Я повыше поднимаю свою «летучую мышь». Из теплой темноты выплывает чистенькая кровать. На ней мирно посапывает белотелая блондинка.
Сидоренко молча ее рассматривает.
— Хе, у тоби ж була чернявая? Уже сменял на другую, стрикулист? А ту куды сунув? В этап? Поганая твоя душа!
При звуке знакомого голоса блондинка раскрывает глаза и натягивает на себя одеяло.
— Та не укрывайся! Прийихалы, дамочка, до развода десять минут! Пийдешь с режимной, а писля работы — до ШИЗО, на хлеб та воду! Марш, шалашевка дешевая! За барахло продаешься? Сыпь!
И вдруг Сидоренко замечает, что вокруг постели и печурки выстроена перегородка на манер уютной комнатки: будуар в десяти шагах от босых людей на заснеженном полу и в ста шагах от проходных ворот, через которые работяги скоро уйдут на мороз и труд.

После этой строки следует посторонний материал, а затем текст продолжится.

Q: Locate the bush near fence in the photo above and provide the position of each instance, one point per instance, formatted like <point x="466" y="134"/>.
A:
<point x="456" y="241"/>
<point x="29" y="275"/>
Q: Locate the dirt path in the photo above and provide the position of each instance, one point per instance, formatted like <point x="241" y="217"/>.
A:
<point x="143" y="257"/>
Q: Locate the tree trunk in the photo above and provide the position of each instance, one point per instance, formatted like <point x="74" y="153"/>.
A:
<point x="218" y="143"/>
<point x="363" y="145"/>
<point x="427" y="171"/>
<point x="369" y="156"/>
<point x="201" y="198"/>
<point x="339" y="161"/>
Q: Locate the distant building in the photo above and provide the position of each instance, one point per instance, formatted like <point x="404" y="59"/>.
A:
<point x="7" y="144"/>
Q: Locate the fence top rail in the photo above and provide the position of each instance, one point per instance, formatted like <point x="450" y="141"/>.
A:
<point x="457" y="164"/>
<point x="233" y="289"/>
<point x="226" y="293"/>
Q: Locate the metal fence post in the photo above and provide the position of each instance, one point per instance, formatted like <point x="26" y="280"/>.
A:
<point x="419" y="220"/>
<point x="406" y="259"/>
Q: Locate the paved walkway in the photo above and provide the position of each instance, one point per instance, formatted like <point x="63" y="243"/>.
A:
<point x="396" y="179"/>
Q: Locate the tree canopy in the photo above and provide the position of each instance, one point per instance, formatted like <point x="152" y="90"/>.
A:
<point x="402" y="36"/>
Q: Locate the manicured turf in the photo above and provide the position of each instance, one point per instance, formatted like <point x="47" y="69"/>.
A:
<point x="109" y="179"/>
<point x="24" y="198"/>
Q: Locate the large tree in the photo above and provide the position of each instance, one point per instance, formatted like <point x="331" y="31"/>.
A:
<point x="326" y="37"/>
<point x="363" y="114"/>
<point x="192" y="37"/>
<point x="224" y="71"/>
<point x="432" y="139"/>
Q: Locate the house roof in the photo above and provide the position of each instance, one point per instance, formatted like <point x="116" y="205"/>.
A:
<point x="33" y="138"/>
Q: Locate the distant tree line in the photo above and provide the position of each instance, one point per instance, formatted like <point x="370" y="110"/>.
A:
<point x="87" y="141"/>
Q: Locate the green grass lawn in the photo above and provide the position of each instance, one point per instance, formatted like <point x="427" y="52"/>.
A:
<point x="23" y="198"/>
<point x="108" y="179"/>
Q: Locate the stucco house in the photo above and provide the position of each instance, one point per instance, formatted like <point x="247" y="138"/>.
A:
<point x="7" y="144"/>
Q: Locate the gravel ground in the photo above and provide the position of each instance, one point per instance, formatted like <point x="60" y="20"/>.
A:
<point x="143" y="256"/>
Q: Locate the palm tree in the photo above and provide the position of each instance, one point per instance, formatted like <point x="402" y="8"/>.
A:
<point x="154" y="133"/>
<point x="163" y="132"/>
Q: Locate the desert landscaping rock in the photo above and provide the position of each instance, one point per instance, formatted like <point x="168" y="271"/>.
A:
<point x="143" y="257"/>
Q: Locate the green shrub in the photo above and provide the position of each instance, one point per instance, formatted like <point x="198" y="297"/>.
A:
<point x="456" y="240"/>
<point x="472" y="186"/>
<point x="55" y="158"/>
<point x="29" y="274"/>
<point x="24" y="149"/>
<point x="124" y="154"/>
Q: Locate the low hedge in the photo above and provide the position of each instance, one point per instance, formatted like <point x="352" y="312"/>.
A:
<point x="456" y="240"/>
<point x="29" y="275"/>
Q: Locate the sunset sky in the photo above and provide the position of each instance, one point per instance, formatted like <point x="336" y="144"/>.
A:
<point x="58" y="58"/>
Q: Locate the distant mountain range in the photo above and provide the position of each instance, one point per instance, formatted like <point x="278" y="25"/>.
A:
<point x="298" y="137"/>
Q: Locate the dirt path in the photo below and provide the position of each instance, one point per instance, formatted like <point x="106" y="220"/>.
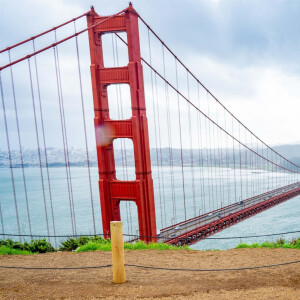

— Га! Индивидуальная кабынка? На свинарнике досок не мають, а туточки… В военное время, когда люди сражаются с фашистами! Сукин ты сын, каптер! Ну, я ж тоби…
«Начинается», — подумал я, по опыту зная, что «ну я ж тоби» у Сидоренко означает начало приступа ярости. Начальник вдруг задергался, засопел, схватил топор, стоявший у стопки поленцев, и начал рубить стены кабинки. Он рубил их не как плотник, сверху вниз, а как кавалерист — наотмашь, направо и налево. Блондинка, пригнувшись к полу, мелькнула под летающим в темноте топором и как была в одном белье, так и вылетела в дверь: работяги замерли с валенком на одной ноге и с другим — в руке; каптер, вдруг сильно вспотев, прижался спиной к полкам и следил глазами за малиновым сверканием остро отточенного лезвия. Слышалось только сиплое дыхание начальника, глухие удары и сухой шелест щепок, разлетавшихся из-под топора, как брызги. Наконец все было кончено. Сидоренко бросил топор к печке, перевел дух, потом нагнулся и аккуратно поставил топор на место, к стопке хорошеньких поленцев, вытер рукавом кожуха вспотевшее лицо. Приступ ярости кончился, и, как бывает с такими людьми, начальник вдруг притих и, словно извиняясь за вспышку, объяснил:
— Ох и рубака ж я був в Первой Конной! Герой! — он покачал головой и просветлел, как всегда, когда вспоминал о том времени, которое навсегда осталось в его представлении самым лучшим. — Вообще я рабочий человек, у мене тело работы хочет, уси косточки по работе свербять. А я — начальник! На тоби — начальник! Хо-хо-хо! Добре я размяв руки та спыну! Як в баню сходив! Так-то, дохтор!
Он взял со столика чайник, потрогал его сбоку широкой ладонью и потянул воду прямо из изогнутого носика, нахмурился. «Каптеру сегодня же влетит», — подумал я, начиная лучше понимать начальника.